Further enquiry then requires the reason for
the name, "Martinism".
There are two possibilities.
That the Order is named after a Gnostic saint, Saint
Martin, and the legend that as he was entering Amien, France, on a bitterly cold
winters day, with ice and deep snow everywhere, he saw a beggar on the side of the
road. St Martin dismounted from his horse, took off his cloak, ripped it in half and gave
one half to the beggar.
That the Order is named after the 18th
Century mystic, Louis Claude de St Martin. St Martin was born in 1743 and was trained for
the legal profession but he bought himself a commission in the French Army and was
stationed in Bordeaux. It was in Bordeaux he encountered Scottish Rite Freemasonry, was
Initiated but eventually he became disappointed with their system and he subsequently
resigned and broke all contacts with it. Shortly afterwards he became fully involved with
a mystic stream or Tradition that had included such names as Court de Gebelin, Benjamin
Franklin the American statesman and the English Nobleman, Sir Francis Dashwood.
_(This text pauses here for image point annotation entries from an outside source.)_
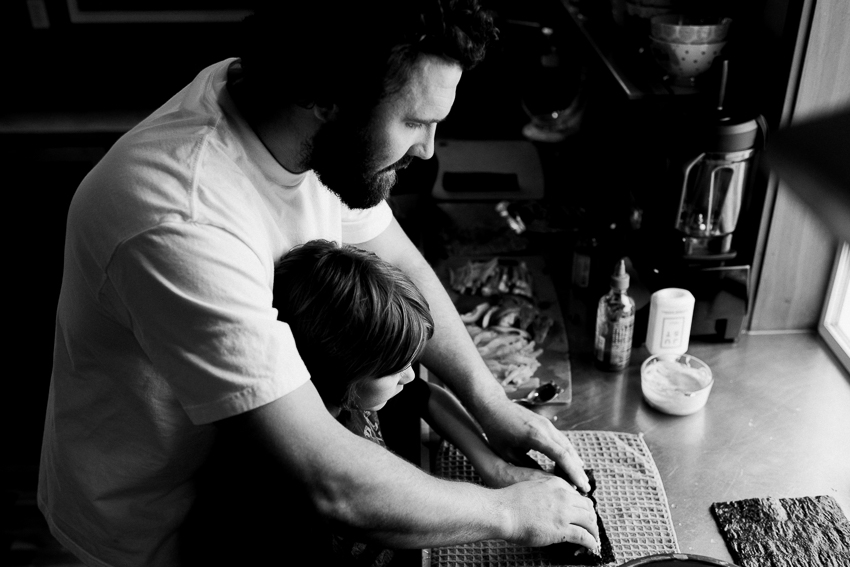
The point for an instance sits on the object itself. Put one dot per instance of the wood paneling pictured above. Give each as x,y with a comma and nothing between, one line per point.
800,251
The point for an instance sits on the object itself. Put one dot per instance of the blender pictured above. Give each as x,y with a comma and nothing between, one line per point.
714,182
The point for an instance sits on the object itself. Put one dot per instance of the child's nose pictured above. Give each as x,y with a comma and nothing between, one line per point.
407,376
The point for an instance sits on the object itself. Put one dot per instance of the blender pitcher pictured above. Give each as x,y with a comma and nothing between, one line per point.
713,188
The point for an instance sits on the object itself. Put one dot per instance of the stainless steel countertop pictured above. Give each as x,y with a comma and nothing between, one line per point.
777,424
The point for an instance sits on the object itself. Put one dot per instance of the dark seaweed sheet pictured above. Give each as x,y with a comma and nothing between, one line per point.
785,532
573,554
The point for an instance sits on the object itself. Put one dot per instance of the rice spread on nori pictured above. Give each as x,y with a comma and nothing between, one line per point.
573,554
785,532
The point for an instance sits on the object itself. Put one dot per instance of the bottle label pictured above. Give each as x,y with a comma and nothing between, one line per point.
614,341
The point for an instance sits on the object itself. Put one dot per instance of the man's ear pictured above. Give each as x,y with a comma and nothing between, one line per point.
325,112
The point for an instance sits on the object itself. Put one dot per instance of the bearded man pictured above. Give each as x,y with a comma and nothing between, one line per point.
165,330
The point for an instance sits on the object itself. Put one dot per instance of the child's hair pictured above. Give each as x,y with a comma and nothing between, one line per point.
353,316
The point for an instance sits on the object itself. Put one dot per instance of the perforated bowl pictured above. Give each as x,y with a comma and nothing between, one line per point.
684,60
678,28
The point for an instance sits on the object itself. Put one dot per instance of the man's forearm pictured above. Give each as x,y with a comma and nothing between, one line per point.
363,489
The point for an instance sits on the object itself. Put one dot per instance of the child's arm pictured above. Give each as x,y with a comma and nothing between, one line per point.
446,415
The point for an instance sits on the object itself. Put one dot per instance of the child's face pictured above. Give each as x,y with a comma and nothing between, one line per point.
373,394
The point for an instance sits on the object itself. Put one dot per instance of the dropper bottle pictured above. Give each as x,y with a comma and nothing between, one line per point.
615,321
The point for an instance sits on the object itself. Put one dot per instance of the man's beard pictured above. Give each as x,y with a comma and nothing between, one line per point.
344,158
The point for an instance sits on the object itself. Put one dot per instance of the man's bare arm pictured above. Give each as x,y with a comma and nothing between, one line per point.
512,429
370,493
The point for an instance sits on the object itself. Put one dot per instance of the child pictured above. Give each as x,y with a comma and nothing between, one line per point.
359,325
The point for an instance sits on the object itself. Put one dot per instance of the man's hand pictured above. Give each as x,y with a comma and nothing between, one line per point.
548,511
513,430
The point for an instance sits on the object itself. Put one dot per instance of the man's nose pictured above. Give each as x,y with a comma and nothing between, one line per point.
424,148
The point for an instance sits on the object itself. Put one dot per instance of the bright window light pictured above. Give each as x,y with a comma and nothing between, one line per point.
835,321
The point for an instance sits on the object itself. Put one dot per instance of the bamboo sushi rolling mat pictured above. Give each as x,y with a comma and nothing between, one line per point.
630,501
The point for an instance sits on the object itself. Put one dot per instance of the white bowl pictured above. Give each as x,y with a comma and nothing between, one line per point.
684,60
676,384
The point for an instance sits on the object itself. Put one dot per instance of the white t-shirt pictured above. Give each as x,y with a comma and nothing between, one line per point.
165,320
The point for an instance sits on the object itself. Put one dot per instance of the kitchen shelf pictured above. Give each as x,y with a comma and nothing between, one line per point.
629,64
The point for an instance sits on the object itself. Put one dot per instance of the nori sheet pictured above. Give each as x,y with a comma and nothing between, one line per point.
567,553
785,532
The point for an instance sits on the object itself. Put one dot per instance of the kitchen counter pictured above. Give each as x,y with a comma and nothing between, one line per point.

He
travelled widely and following an invitation from the Golitzin family in Russia he went
there and was Initiated into the Lineage that now runs through the British Martinist
Order.
Louis Claude de St Martin died in 1803 but his lineage
lived on in those who had been his close associates in Russia, France and Italy. In the
closing years of the 19th century Gerard Encause with some friends created the
first Martinist Order - The Ordre Martiniste. However, Encause (Papus), failed to give
full credit to the Russian lineage of St Martin and this was rectified in 1991 with the
formation of the British Martinist Order.